2000年度定員査定で総務庁行政管理局交渉
(国公労連「行革闘争ニュース」1999年9月28日付)
 国公労連は本日午後、総務庁行政管理局に対して、2000年度定員査定に関する交渉を行いました。交渉には国公労連から、小田川書記次長を責任者に、黒田行革対策部長、飯塚、津田両中執、全法務、全税関、全厚生、全医労、全通産、全運輸、全港建、全気象、全通信、全労働、全建労、全司法の代表者が出席、行政管理局からは、定員総括担当の横田副管理官外1名が出席しました。(25%定削反対要求書は別掲)

 冒頭、国公労連小田川書記次長は「行革=定削の観がある。また、定削のための独法化議論も広がっている。職場は怒っている。8月末で、2000年度の要求が出そろった。2001年1月1日の省庁再編に関わる査定も進められている。2000年度の定員査定の基本的考え方、2001年1月1日の査定ベースの考え方はどうなっているのか」とただしました。

 これに対して、横田副管理官は、次のように回答しました。
●8月末で各省庁から要求をいただいて、順次、各省庁から内容を聞いている。また、内閣の改造もされるので、新しい内閣の方針を受けて具体の作業に入る。一般論として、行革の流れの中で、例年以上に厳しくならざるを得ないのではないか。必要なところには要員を付けないといけない。一方で、厳しい行革の論調がある。政府として行革を取り組んでいることを、キッチリ示さないといけない。
 2001年の省庁再編では、基本的には今の省庁の定数を新省庁に割り振り直すが、スリム化の実を示すという、行革の流れをふまえて査定していく。

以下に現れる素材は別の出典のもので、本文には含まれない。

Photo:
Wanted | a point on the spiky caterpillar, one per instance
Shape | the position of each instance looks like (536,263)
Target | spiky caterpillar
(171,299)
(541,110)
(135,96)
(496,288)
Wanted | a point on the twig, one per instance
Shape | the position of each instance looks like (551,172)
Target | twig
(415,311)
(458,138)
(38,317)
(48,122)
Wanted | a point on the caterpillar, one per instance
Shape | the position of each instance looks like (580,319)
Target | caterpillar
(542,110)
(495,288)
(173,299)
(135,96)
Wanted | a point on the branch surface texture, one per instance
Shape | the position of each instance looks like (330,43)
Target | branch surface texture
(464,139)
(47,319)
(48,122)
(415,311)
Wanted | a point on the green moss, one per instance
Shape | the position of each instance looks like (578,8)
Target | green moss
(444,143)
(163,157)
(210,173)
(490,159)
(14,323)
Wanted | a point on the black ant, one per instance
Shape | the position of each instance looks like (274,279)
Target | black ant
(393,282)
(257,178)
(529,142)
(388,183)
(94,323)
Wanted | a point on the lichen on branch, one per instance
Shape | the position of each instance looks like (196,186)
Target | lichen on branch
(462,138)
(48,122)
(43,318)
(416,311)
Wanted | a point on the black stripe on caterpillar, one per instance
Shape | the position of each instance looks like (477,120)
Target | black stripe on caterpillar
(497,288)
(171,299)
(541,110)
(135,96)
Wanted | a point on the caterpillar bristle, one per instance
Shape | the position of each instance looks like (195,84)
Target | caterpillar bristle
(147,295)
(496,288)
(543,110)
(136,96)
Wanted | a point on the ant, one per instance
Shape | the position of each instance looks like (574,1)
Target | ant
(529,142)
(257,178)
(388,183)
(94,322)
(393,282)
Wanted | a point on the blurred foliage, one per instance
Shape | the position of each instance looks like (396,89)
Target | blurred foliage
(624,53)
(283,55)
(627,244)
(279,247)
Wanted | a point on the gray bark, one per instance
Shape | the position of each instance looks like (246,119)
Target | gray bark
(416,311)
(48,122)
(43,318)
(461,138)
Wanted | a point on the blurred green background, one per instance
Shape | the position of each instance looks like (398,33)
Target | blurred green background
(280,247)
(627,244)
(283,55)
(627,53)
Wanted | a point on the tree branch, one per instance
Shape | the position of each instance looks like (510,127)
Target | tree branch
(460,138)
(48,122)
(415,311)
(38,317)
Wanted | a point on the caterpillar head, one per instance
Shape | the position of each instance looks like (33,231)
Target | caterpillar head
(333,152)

 この回答に対して、小田川書記次長は「1)新規採用の抑制が、4月27日に閣議決定されているが、基本的な考え方はあるのか。例えば、一律削減などの考えがあるのか。2)スリム化の実を示すと言ったが、全部洗い替えをするとは言わなかった。どこがポイントになるのか」とただしました。

 これに対して、横田副管理官は、次のように回答しました。
●1)採用抑制については、行管で直接やっていないので申し上げられないが、基本的には、一定率の削減とかをするとは聞いていない。行管は、全体的な定員をどうするかをやるのであって、その中で新規採用をどうするかだ。2)スリム化の実を示すことについて、具体的に言われているのは、例えば、大括り化の中でスリム化が図られるのではないか。特殊法人の合併でも同様な議論がなされている。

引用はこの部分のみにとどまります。